I got the impression this is not the case in Redis - "HGETALL" always
returns the same data structure (please correct me if I'm wrong).
* From a user perspective, when I use a variant-like interface (like the one in
Boost.JSON or in Python database access), my head is set to "type checking is
my responsibility". I know I'm in runtime. When I use a compile-time
interface, I get much more relaxed. I got the "I'm at compile-time safety"
with Aedis, but that impression is not right. Again, this is just based on
what I felt while using the library for the first time, other users might
feel differently. I think if I had encountered an aedis::value, similar to
json::value, I would have switched my mind to "I'm at runtime".
I'm not saying this is the solution, I'm just trying to explain myself.
* I still got criticism for this in MySQL, and I've got a safer compile-time
interface planned (https://github.com/boostorg/mysql/issues/60).
The idea is that you define a row type T, so you can then read a typed
resultset<T> (or individual rows by calling connection::read_one_row(T&)).
My idea is to fully check for type compatibility as soon as I've got the query
metadata available - that would be similar to solution 1) I proposed you
earlier in this email.
* If you're referring to the ability to compose SQL queries in a type-safe way,
as sqlpp11 does, I did determine this as out of scope. As SQL is a standard,
you usually get this at the database compatibility layer, rather than in
individual drivers. I see it as more involved than providing type-safety
to Redis commands - please apologies if this statement is not correct.

>
> This is to make it safe by default and in part because Aedis is
> centered around the adapter. In the same sense that you can write an
> adapter to receive responses in the data-structure that makes most
> sense to the application e.g. std::map, std::unordered_map,
> boost::flat_map etc. You can also customize the way errors are
> handled. For example,
>
> * Errors like type mismatch are usually unrecoverable and you might
> want to fail fast and let the async_ operation itself fail instead of
> proceeding in an unknown state.
>
> * If you can tolerate errors like that you can write an adapter that
> does not communicate an error to the parser. I did not make this the
> default because it looks unsafe, people will usually expect
> async_exec(req, adapt(resp)) to throw when the response can't be
> stored in resp.
>
> I am perhaps at fault here for not documenting this feature. I thought
> however not many people would want this behaviour.
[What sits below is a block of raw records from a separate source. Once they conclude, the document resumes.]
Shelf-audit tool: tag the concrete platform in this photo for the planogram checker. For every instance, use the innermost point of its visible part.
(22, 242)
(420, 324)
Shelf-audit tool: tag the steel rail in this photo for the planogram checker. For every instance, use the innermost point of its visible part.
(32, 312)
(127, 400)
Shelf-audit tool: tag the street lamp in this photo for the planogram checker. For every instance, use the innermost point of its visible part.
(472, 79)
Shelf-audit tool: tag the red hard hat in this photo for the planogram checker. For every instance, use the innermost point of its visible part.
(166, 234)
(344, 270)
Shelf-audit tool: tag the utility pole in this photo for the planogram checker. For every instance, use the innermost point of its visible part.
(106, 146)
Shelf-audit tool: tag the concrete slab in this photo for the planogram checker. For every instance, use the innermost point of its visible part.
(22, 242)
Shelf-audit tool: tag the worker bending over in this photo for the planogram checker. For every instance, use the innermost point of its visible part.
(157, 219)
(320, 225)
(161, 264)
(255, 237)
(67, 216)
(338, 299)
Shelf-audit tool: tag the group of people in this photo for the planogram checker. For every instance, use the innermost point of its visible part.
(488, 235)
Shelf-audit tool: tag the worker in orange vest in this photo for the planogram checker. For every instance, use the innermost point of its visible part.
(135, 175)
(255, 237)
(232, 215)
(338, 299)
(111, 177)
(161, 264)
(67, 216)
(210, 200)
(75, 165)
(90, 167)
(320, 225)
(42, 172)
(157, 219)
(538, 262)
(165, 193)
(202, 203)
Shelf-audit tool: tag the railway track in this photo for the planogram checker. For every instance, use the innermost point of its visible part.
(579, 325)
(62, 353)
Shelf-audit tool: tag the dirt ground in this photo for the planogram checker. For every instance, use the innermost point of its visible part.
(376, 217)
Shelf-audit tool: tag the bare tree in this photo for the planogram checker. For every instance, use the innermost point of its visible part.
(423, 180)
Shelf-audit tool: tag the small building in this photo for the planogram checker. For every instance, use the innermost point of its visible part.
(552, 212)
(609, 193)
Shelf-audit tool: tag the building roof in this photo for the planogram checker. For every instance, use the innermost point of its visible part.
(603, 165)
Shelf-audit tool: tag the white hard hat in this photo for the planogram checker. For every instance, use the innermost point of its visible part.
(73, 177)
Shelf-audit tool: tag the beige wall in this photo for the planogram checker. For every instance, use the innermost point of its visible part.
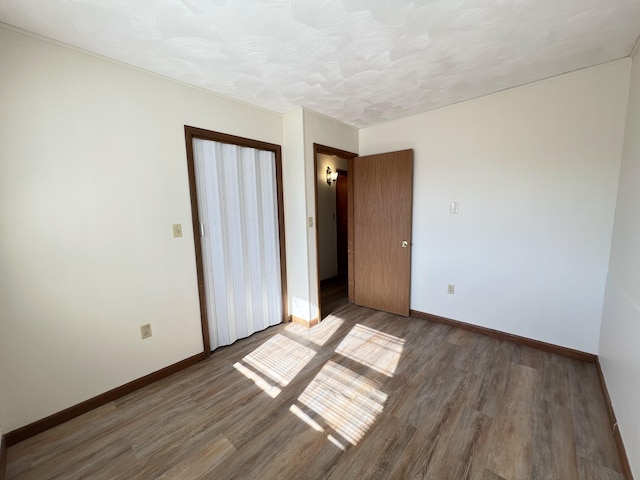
(92, 176)
(534, 170)
(620, 332)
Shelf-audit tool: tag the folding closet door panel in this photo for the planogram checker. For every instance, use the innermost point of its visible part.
(237, 205)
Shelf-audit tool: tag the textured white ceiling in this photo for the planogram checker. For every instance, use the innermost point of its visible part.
(359, 61)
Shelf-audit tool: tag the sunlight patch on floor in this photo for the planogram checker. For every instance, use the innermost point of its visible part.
(345, 401)
(318, 334)
(280, 359)
(260, 382)
(377, 350)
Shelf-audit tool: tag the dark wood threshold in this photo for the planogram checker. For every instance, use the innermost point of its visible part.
(51, 421)
(303, 322)
(622, 452)
(3, 456)
(544, 346)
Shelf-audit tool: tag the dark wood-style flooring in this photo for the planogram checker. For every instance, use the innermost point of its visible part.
(362, 395)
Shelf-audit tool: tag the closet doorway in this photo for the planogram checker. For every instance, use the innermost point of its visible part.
(238, 225)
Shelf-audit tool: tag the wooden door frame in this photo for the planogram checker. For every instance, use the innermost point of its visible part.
(349, 156)
(193, 132)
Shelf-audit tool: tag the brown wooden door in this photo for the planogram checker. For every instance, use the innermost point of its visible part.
(382, 194)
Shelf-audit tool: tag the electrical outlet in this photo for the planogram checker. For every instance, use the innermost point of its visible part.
(145, 331)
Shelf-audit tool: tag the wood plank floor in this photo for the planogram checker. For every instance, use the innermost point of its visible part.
(364, 394)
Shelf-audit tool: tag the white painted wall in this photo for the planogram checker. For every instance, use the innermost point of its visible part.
(93, 174)
(535, 171)
(331, 133)
(327, 225)
(620, 332)
(295, 209)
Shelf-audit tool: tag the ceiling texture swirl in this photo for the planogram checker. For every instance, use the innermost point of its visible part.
(359, 61)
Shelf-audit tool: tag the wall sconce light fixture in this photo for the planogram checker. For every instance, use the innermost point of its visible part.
(331, 176)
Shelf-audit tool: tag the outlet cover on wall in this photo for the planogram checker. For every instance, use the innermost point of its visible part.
(145, 331)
I think you're right and that this is the most common case. I had a look at
the Python redis driver, and they do the following:

* By default, fail the operation if any of the pipeline requests failed.
* If you pass a certain config option, individual errors are reported as
error response objects. So if you sent [C1, C2, C3] and C2 failed, you
will get [C1_response, C2_error_info, C3_response].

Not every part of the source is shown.